Mahkeme gizli tanık Mertim’in dinlenmesine karar verdi. Sanıkların malvarlıkları üzerindeki tedbir kararı devam edecek.
Mahkemenin bir sonraki duruşması 8 Nisan'da görülecek.
Engin Polat tutuklu iken Dilan Polat sosyal medyadan paylaşımlar yapıyordu.
Sık sık takipçilerinden dua istiyordu.
Dün gece saatlerinde Dilan Polat yine bir paylaşım yaptı. Yine takipçilerinden dua istedi.
Polat dualarına duruşma öncesi de devam etti.
Dilan Polat elindeki 'zikirmatik' ile dua okumaya araçla giderken de devam etti.
Tanık Emre Çiftçi ifade verirken, Polatların avukatı Sevinç Horoz soru sormak istedi. Mahkeme başkanı izin verdi.
Avukat Sevinç Horoz, “Tanık, bunca zamandır neden konuşmadı? Somut delilleri nedir, mahkemeye sunsun. 2017 yılında bu bilgileri kimden duydu?” diye sordu.
Tanık Emre, “Ortağım Derkan Başer söyledi” dedi.
Ahmet Gün’ün avukatı Eşref Çelik de tanığa soru yöneltti:
“Bu bilgileri cezaevinden öğrendiğinizi söylüyorsunuz. Peki, o telefonu cezaevine soktuğunuz için ceza aldınız mı?”
Tanık Emre, “Evet, ceza aldım. Siz devlet tarafındasınız, biz ise suç tarafında. Bu yüzden para bizim için sorun değil,” diye cevap verdi.
DURUŞMADA UYUDU
Savunma yapılırken sanık Gürsel Yılmaz uyuduğu için mahkeme başkanı, “Uykunuz var herhalde,” diyerek sanığı duruşma salonundan çıkardı.
Avukat Hüseyin Kaya bu duruma itiraz etti.
Mahkeme başkanı, “Uyumayacaksa geri gelebilir.” dedi.
DURUŞMADA GERGİNLİK
Başka bir suçtan tutuklu bulunan tanık Aygül Yıldırım, bildiklerini anlatmaya başladı:
“Yüreklideki illegal bahis reklamlarını Ankara’daki Yunus Sedat Aydın yapardı. Reklamlar, Ankara’daki Balkon Kafe’den dağıtılırdı. Mustafa Özal ve Neslim Güngen, hesabımı kapatmamı istedi. Polatlardan sadece Mustafa Özal’ı tanıyorum. Mustafa, 600 fenomenin hesabını kontrol ediyor ve yasa dışı bahis reklamlarını yapıyor.”

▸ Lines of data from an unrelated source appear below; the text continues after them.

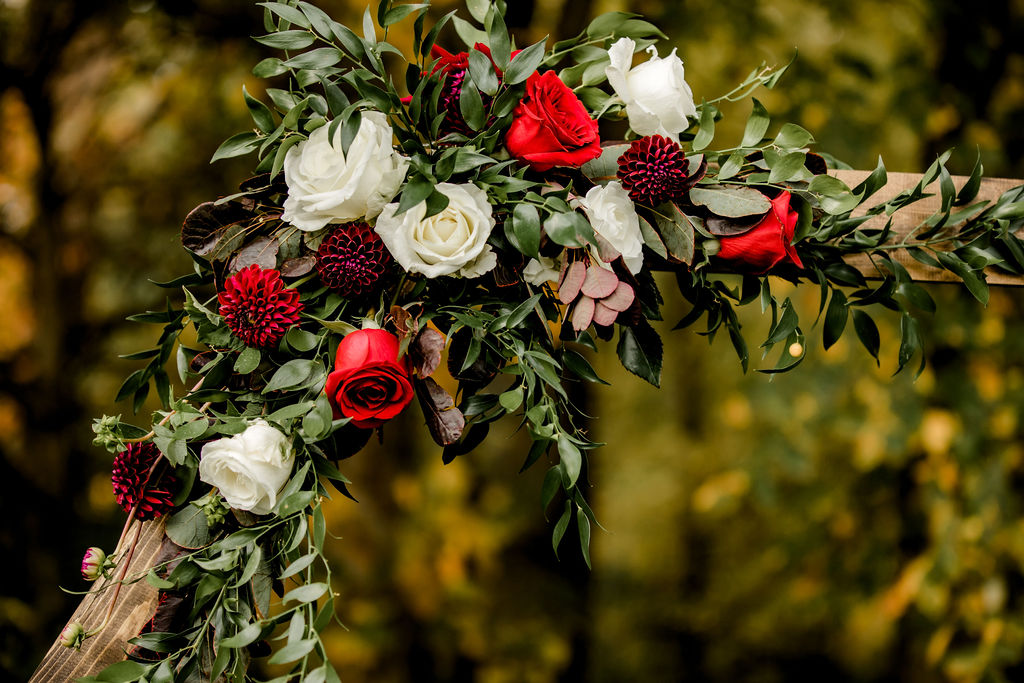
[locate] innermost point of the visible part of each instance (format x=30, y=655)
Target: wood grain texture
x=909, y=217
x=135, y=606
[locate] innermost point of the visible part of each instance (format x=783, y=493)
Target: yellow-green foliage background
x=834, y=524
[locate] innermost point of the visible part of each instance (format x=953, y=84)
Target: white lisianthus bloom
x=615, y=222
x=451, y=243
x=540, y=271
x=251, y=468
x=657, y=98
x=325, y=185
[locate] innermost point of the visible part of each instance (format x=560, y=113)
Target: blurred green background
x=834, y=524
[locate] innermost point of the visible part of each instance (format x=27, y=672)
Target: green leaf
x=522, y=311
x=246, y=636
x=269, y=68
x=498, y=40
x=583, y=524
x=676, y=230
x=524, y=63
x=124, y=672
x=482, y=72
x=836, y=318
x=511, y=399
x=187, y=527
x=792, y=136
x=471, y=105
x=291, y=374
x=707, y=131
x=571, y=460
x=867, y=332
x=287, y=12
x=579, y=366
x=396, y=14
x=307, y=593
x=731, y=202
x=563, y=523
x=322, y=57
x=569, y=229
x=787, y=167
x=640, y=351
x=237, y=145
x=757, y=125
x=296, y=650
x=288, y=40
x=523, y=230
x=248, y=360
x=298, y=565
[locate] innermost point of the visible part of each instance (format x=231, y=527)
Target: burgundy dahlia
x=653, y=170
x=257, y=306
x=352, y=260
x=133, y=483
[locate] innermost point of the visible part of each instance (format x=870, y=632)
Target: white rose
x=541, y=271
x=251, y=468
x=326, y=186
x=453, y=242
x=615, y=222
x=657, y=99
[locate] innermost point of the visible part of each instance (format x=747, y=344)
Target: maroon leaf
x=426, y=350
x=727, y=227
x=209, y=224
x=568, y=289
x=599, y=282
x=444, y=421
x=583, y=313
x=296, y=267
x=262, y=252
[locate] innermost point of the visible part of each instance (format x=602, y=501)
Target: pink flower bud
x=93, y=563
x=73, y=635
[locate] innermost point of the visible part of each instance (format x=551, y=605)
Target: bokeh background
x=833, y=524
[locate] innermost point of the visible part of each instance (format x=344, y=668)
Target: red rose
x=551, y=127
x=768, y=243
x=369, y=384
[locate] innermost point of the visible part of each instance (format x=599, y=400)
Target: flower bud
x=73, y=635
x=93, y=563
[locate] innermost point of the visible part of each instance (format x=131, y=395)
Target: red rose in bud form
x=551, y=127
x=768, y=244
x=369, y=384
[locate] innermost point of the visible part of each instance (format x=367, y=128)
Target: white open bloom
x=539, y=271
x=657, y=98
x=326, y=186
x=453, y=242
x=615, y=222
x=251, y=468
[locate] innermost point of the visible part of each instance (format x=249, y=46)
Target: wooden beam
x=909, y=217
x=135, y=606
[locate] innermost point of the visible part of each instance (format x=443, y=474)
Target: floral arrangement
x=467, y=206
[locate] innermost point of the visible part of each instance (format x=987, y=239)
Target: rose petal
x=621, y=299
x=603, y=314
x=599, y=283
x=572, y=282
x=583, y=313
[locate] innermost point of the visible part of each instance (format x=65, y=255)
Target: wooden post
x=135, y=606
x=909, y=217
x=138, y=600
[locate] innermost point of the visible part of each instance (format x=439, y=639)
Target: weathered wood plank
x=135, y=606
x=907, y=218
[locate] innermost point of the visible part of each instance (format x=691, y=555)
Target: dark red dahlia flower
x=258, y=307
x=451, y=69
x=352, y=260
x=137, y=482
x=654, y=170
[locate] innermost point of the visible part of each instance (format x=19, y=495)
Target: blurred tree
x=832, y=524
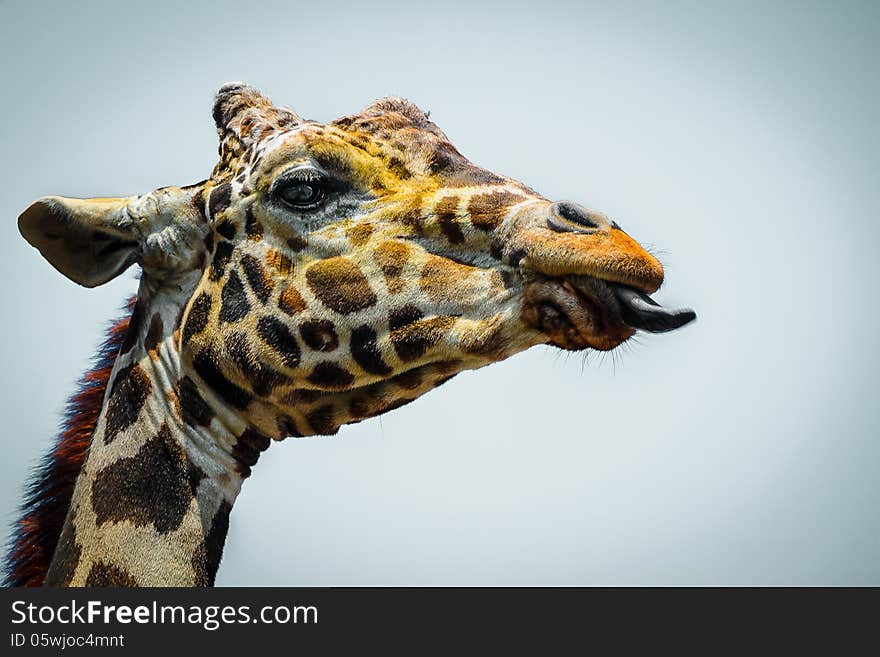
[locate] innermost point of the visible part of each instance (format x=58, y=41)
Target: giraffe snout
x=566, y=239
x=566, y=216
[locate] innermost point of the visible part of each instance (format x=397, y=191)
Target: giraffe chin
x=580, y=312
x=575, y=313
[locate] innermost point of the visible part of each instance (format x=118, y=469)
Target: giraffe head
x=331, y=272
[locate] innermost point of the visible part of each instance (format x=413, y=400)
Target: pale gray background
x=740, y=140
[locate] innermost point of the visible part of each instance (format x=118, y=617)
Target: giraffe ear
x=91, y=241
x=243, y=116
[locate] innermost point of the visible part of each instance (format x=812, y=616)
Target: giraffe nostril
x=566, y=216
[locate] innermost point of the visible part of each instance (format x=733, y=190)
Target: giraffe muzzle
x=640, y=311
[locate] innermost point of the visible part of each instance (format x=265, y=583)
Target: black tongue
x=642, y=312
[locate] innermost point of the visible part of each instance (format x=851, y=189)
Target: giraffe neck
x=166, y=462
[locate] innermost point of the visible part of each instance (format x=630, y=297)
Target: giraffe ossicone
x=323, y=274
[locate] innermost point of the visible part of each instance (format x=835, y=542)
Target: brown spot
x=214, y=541
x=441, y=277
x=484, y=337
x=134, y=326
x=300, y=396
x=103, y=574
x=359, y=407
x=197, y=319
x=193, y=408
x=287, y=427
x=322, y=421
x=391, y=258
x=128, y=395
x=262, y=378
x=222, y=254
x=297, y=243
x=219, y=199
x=447, y=211
x=291, y=301
x=488, y=210
x=279, y=262
x=252, y=226
x=413, y=340
x=328, y=374
x=66, y=557
x=149, y=488
x=400, y=317
x=359, y=234
x=340, y=285
x=277, y=335
x=365, y=350
x=260, y=281
x=154, y=336
x=409, y=380
x=226, y=228
x=319, y=335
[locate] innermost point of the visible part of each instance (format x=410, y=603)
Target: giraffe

Mahkeme başkanı, “İfadende Veysel Şahin ve Derkan Başer ile ilgili bilgi vermişsin” dedi.
Tanık, “Engin Polat’ın hesaplarına bakın. Mustafa Özal, bir yıl içinde mal mülk aldı. Sanal bahis gelirlerinden elde ettiği kazanç hesaplarına bakılarak ortaya çıkarılabilir” diye cevap verdi.
Mahkeme başkanı, “Bunu sana kim söyledi?” diye sordu.
Tanık, “Yunus Sedat Aydın” dedi.
Sanık avukatı söz alarak, “Bu konuda elimizde herhangi bir bilgi var mı?” diye sordu.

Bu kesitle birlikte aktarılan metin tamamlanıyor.